Como realizador, De Sica vuelve hacia un cine más tradicional, siempre con sus esenciales características en Dos mujeres y Matrimonio a la italiana, ambas con Sofía Loren, que obtienen un gran éxito de público, intercalando entre ellas Los secuestrados de Altona, según la obra de Sartre. En estos años, en que se estima más la renovación que la consecución, De Sica pasa por un período de desvalorización, tachado de manierismo y repetición, como fue el caso de Rossellini.
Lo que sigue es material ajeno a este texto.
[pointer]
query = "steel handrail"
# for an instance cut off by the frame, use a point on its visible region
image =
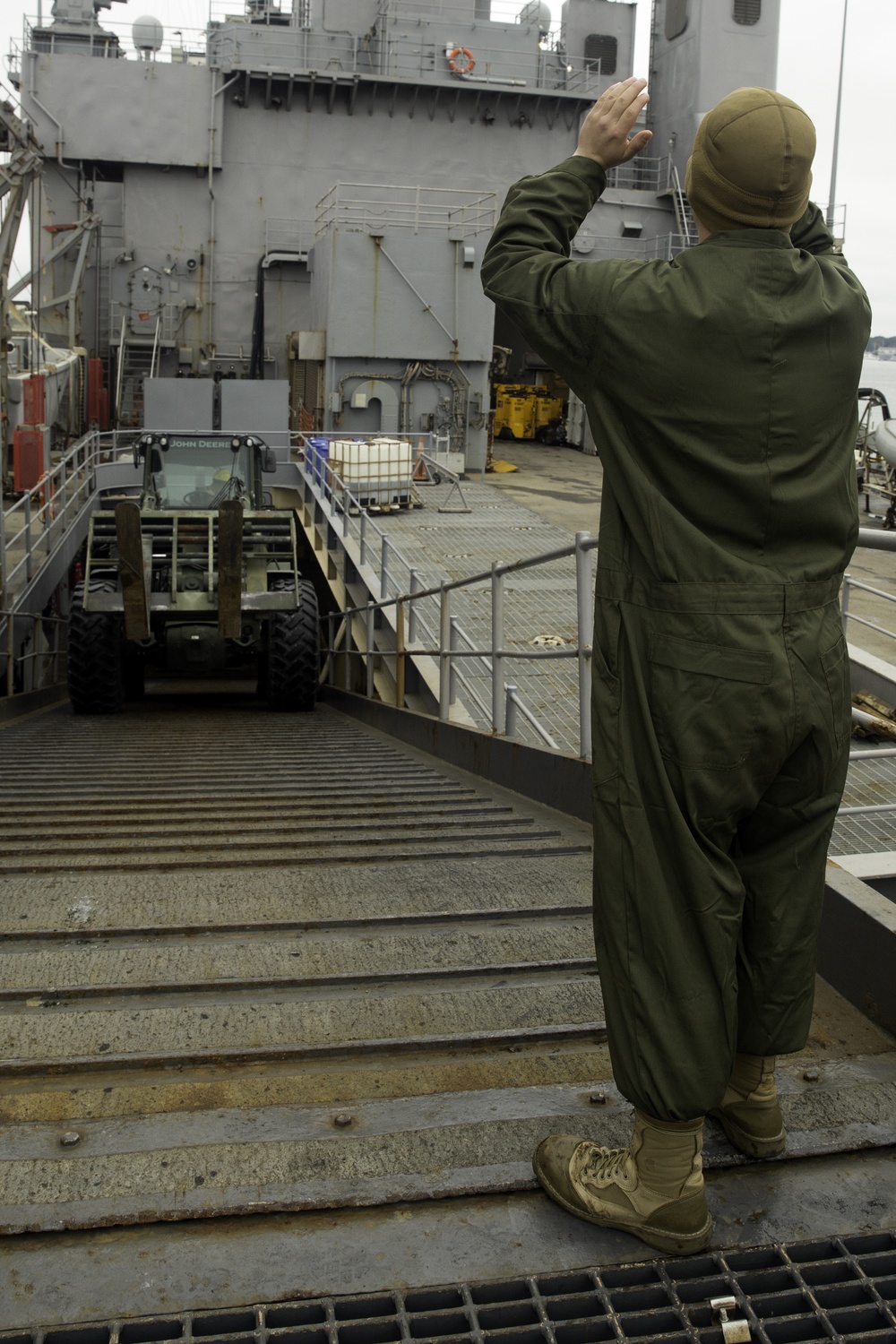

Pero, como en éste, se vuelve a comprender su incuestionable categoría fundamental de magnífico creador frente a Los girasoles y, especialmente, ante El jardín de los Finzi Contini, que obtiene el Oscar en 1972 a la mejor película extranjera. Es toda una evolución.
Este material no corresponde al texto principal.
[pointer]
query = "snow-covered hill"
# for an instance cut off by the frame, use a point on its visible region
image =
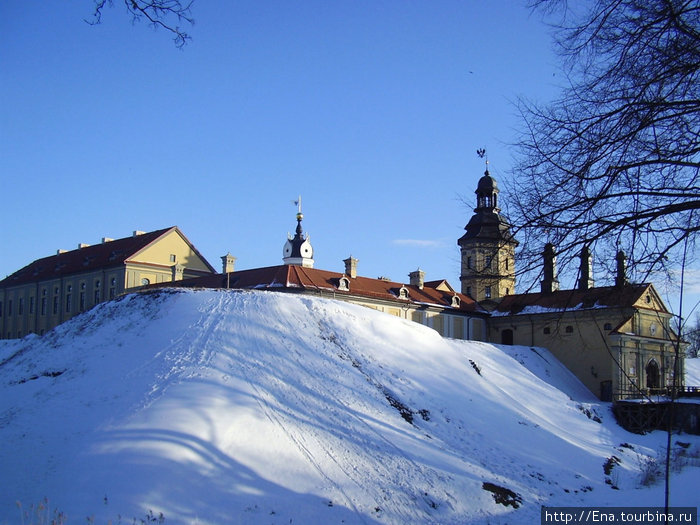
(219, 407)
Siempre en el núcleo central de su obra está ese realismo puro, duro, implacable, que acaba por aparecer como una pesadilla de la soledad humana, de la inasistencia de la sociedad, hasta adquirir una amarga y desolada poesía. Es, llevado a otro terreno, el mundo y los seres enajenados y perdidos en sí mismos con los que Antonioni renovará el neorrealismo, hacia lo psicológico. O que otros nuevos realizadores jóvenes van a conducir hacia un documentalismo social, con proyección histórica. Porque la obra de De Sica y Zavattini ha de quedar, aparte de sus intrínsecos valores extraordinarios, como uno de los grandes documentos de nuestra época, como un testimonio del problema fundamental de los hombres de esos años.
FICHA TÉCNICA: Italia: PDS, 1948. Argumento: Cesare Zavattini, inspirado en la novela de Luigi Bartolini. Direccción y producción: Vittorio de Sica. Guión: Cesare Zavattini, V. de Sica, Suso Cecchi D’Amico, Oreste Biancolino, Adolfo Franci, Gherardo Gherardi y Gherardo Guerrieri. Fotografía: Carlo Montuori. Decorados: Antonino Traverso. Música: Alessandro Cicognini.
FICHA ARTÍSTICA: Lamberto Maggiorani, Enzo Staiola, Lianella Caren, Elena Alfieri, Vittorio Antonucci, Gino Saltamerenda, Michele Sakara, Giulio Chiari, Carlo Jachino, Fausto Guerzoni, Massimo Randisi, Peppino Spadaro, Ida Bracci Dorati.
Gran obra maestra del cine, cumbre y última frontera del neorrealismo clásico. Por su condición de arquetipo ha suscitado sobre sí todas las cuestiones y problemas –tantos y tan complejos– del neorrealismo, la más importante y fecunda renovación del cine tras la Segunda Guerra Mundial. También es la más alta y perfecta película de De Sica y Zavattini, ese binomio creador de la nueva escuela cinematográfica.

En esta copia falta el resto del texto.